I once owned a flat in a very nice building in Birmingham. Soon after I moved in rain started to pour through the roof. It took nearly 4 years, thousands of pounds, and a lot of emotional energy to resolve. Each week I wrote letters, called the developers, insurers, housing associations, MPs, letting agency and slowly ran out of grit to be ok with it. I was then made redundant (the first time) and that felt like the final straw. But of course it wasn’t, it couldn’t be, it needed resolved! So I paused for a bit. I talk about pause a lot - and I’m not great at it. But sometimes you have to. I went backpacking for a few weeks. (Yes in the days when I could just do that!). While I was travelling a made a list of what I really needed to do, in what order, and what I’d focus on when I got back. Getting another job was priority - so I missed about 4 weeks of ‘prompting the developers’ as I called it. I got a new job and created a new plan to get a resolution and stuck to plan. Just one thing a week, that’s all I committed to. Life was disappearing and was being consumed by this issue. So it was time to dial it down. It didn’t go away, it just wasn’t taking over all my thoughts. By just doing one thing a week I put in more effort to get it right, word things correctly, get the right advice. And after 4 years it got resolved, I sold the flat, and was left with a big negative equity gift. Not one to just settle for a 15 year monthly payment for a bad property deal I had an idea to buy another property and include the negative equity. This story is a long long story in itself - but in summary I hadn’t worn myself out so that I was just happy the flat had been solved, I was still open to find a good thing to come of it. And that’s how I got my house I’m in now. Yes a lot of setbacks, nos, impossibles, money, time and resource. But I understood that I can deal with setbacks, I wasn’t bothered about the nos. I just kept going, without wearing myself out, because I thought I’ve solved one thing, Im sure I can solve this one too. I keep reminding myself that I got there, every time a new No comes along these days.

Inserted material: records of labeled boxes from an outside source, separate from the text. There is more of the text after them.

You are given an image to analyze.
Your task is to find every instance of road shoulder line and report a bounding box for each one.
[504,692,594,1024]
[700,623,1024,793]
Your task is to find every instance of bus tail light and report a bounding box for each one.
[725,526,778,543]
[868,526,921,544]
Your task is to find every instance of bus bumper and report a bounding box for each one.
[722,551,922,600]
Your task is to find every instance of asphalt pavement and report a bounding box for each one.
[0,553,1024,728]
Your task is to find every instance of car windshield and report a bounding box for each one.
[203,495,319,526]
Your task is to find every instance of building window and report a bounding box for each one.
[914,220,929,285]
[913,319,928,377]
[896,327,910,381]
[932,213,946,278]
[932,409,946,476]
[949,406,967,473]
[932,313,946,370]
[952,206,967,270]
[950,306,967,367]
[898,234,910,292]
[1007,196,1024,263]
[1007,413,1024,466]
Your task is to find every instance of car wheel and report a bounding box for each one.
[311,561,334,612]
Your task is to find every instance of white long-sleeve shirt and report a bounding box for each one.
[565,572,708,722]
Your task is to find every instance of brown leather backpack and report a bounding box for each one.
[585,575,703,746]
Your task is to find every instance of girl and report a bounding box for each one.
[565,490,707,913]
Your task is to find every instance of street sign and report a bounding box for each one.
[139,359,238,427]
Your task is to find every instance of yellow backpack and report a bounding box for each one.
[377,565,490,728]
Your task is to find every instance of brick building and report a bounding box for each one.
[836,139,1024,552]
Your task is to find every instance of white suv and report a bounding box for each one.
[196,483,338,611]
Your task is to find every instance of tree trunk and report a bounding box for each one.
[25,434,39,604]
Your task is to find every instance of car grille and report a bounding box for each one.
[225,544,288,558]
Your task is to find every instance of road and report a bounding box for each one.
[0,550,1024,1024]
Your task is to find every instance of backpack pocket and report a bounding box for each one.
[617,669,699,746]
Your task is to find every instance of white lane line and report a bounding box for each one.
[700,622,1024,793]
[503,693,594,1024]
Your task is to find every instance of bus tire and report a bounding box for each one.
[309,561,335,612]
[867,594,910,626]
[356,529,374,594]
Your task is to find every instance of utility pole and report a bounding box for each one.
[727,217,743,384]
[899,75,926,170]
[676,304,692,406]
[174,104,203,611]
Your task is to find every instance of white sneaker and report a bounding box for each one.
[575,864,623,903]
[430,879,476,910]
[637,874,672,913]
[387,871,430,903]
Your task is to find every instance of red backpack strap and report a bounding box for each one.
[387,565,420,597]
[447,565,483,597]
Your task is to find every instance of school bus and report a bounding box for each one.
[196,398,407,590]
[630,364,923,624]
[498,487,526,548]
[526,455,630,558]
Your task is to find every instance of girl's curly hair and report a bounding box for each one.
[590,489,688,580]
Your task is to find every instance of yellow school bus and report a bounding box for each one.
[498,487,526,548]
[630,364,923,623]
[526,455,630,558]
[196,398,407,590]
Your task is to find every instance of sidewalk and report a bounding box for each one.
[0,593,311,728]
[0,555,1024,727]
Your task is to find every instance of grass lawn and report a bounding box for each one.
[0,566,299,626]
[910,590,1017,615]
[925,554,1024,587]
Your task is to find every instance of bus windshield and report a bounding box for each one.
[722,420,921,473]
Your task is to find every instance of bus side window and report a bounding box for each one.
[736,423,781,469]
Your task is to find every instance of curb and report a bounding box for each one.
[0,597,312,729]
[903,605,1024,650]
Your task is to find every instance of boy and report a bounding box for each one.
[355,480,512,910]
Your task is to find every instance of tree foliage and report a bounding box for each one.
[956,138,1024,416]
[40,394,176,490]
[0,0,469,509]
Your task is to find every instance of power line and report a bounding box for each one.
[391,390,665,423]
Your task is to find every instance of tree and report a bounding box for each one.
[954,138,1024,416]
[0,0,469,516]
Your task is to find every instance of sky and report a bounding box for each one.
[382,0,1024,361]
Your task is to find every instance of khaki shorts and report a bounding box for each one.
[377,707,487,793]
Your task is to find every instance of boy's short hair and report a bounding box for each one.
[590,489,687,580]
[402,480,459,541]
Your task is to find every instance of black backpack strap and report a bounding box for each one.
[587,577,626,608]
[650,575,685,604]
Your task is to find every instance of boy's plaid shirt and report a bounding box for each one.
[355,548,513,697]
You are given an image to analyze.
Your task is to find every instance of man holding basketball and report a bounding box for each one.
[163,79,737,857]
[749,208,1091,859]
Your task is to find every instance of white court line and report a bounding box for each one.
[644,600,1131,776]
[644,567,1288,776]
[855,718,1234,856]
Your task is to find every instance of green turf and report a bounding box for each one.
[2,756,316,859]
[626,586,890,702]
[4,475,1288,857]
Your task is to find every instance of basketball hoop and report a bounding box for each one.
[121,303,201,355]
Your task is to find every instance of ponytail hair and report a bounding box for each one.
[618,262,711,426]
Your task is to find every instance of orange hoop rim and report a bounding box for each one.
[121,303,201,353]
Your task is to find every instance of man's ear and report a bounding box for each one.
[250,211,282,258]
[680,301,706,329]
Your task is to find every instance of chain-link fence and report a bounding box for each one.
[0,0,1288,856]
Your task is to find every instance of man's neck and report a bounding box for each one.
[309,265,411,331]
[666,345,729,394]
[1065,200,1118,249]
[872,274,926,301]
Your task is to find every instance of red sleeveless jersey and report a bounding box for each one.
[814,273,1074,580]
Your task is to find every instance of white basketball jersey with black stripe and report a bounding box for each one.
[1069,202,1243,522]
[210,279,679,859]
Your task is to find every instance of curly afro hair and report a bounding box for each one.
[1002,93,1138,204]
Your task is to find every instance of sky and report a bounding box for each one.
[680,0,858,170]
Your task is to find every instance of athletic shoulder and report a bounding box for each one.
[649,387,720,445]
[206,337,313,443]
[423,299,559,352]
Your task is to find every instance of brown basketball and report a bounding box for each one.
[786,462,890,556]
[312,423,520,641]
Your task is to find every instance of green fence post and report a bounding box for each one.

“It's all about a "tolerance for discomfort…
People who healthfully navigate firings, divorces, and other super difficult situations are able to do so because they're aware of their emotional worlds — which are often uncomfortable places.
What I'm talking about is an acceptance that our drive, this insatiable appetite for comfort and happiness, does not reconcile with who we are as people. Sometimes we have to do tough things and feel our way through tough situations, and we have to feel tough emotions." Brene Brown
It’s not easy. To keep getting back up again, to keep bouncing back. But sometimes it’s ok to stay on the floor. Just enjoy being there. Setbacks can start to consume you. Resilience can feel tiring. So it’s ok to do something you might enjoy amongst it all, it’s ok to laugh, have fun, indulge in yourself.
It might be the break from being Strong you need.
eleanor
www.anotherdoor.co.uk
Are you Resilient proof?
( I got the note out there, a bit late, but hope it still counts!)
I love this. Recognising that sometimes crap happens and that giving in is the ok thing to do, and that we can feel happy and sad at the same time - and not be crazy or unrecoverable - is what resilience is all about for me.
Thanks for keeping these coming, Eleanor.